Некоторое время, по-видимому, все переваривали это решение. Во всяком случае, я переваривал. У Януса Полуэктовича была все-таки несомненно странная манера выражать свои мысли. Впрочем, все охотно верили, что ему виднее. Были уже прецеденты.
— Я пойду вызову машину, — сказал вдруг Роман и, вероятно, прошел сквозь стену, потому что в приемной не появился.
Федор Симеонович и Хунта, наверное, согласно кивнули головами, а оправившийся Выбегалло вскричал:
— Правильное решение, Янус Полуэктович! Вовремя вы нам напомнили о потерянной бдительности. Подальше, подальше от посторонних глаз. Только вот грузчики мне понадобятся. Автоклав у меня тяжелый, значить, пять тонн все-таки…
— Конечно, — сказал Янус. — Распорядитесь.
В кабинете задвигали креслами, и я торопливо допил кофе.
В течение последующего часа я вместе с теми, кто еще оставался в институте, торчал у подъезда и наблюдал, как грузят автоклав, стереотрубы, бронещиты и зипуны на всякий случай. Буран утих, утро стояло морозное и ясное.

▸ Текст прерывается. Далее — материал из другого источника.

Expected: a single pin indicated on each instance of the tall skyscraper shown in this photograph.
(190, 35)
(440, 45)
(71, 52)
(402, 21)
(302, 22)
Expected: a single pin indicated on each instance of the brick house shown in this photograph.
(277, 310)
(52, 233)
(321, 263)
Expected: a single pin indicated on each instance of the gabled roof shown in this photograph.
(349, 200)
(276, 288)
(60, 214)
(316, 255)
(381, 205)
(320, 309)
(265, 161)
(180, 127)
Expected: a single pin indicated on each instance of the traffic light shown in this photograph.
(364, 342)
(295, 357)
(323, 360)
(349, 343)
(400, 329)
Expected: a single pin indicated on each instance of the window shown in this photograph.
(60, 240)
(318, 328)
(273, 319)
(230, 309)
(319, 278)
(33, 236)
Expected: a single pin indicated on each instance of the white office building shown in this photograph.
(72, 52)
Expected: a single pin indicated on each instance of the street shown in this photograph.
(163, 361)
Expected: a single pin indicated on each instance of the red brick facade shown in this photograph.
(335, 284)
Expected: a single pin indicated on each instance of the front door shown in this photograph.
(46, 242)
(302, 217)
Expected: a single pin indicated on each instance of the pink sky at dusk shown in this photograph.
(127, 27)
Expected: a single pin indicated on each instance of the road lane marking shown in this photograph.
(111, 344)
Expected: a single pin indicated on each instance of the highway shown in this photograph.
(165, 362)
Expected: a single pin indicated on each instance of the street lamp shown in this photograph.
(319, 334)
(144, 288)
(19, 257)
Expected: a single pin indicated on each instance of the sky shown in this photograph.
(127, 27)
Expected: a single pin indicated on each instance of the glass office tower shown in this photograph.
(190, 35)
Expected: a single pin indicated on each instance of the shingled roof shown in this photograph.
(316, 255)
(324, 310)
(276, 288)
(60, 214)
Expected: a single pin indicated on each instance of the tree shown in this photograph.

Роман пригнал грузовик на гусеничном ходу. Вурдалак Альфред привел грузчиков — гекатонхейров. Котт и Гиес шли охотно, оживленно галдя сотней глоток и на ходу засучивая многочисленные рукава, а Бриарей тащился следом, выставив вперед корявый палец, и ныл, что ему больно, что у него несколько голов кружатся, что он ночь не спал. Котт взял автоклав, Гиес — все остальное. Тогда Бриарей, увидев, что ему ничего не досталось, принялся распоряжаться, давать указания и помогать советами. Он забегал вперед, открывал и держал двери, то и дело присаживался на корточки и, заглядывая снизу, кричал: «Пошло! Пошло!» или «Правее бери! Зацепляешься!». В конце концов ему наступили на руку, а самого защемили между автоклавом и стеной. Он разрыдался, и Альфред отвел его обратно в виварий.
В грузовик набилось порядочно народу. Выбегалло залез в кабину водителя. Он был очень недоволен и у всех спрашивал который час. Грузовик уехал было, но через пять минут вернулся, потому что выяснилось, что забыли корреспондентов. Пока их искали, Котт и Гиес затеяли играть в снежки, чтобы согреться, и выбили два стекла. Потом Гиес сцепился с каким-то ранним пьяным, который кричал: «Все на одного, да?» Гиеса оттащили и затолкали обратно в кузов. Он вращал глазами и грозно ругался по-эллински. Появились дрожащие со сна Г. Проницательный и Б. Питомник, и грузовик наконец уехал.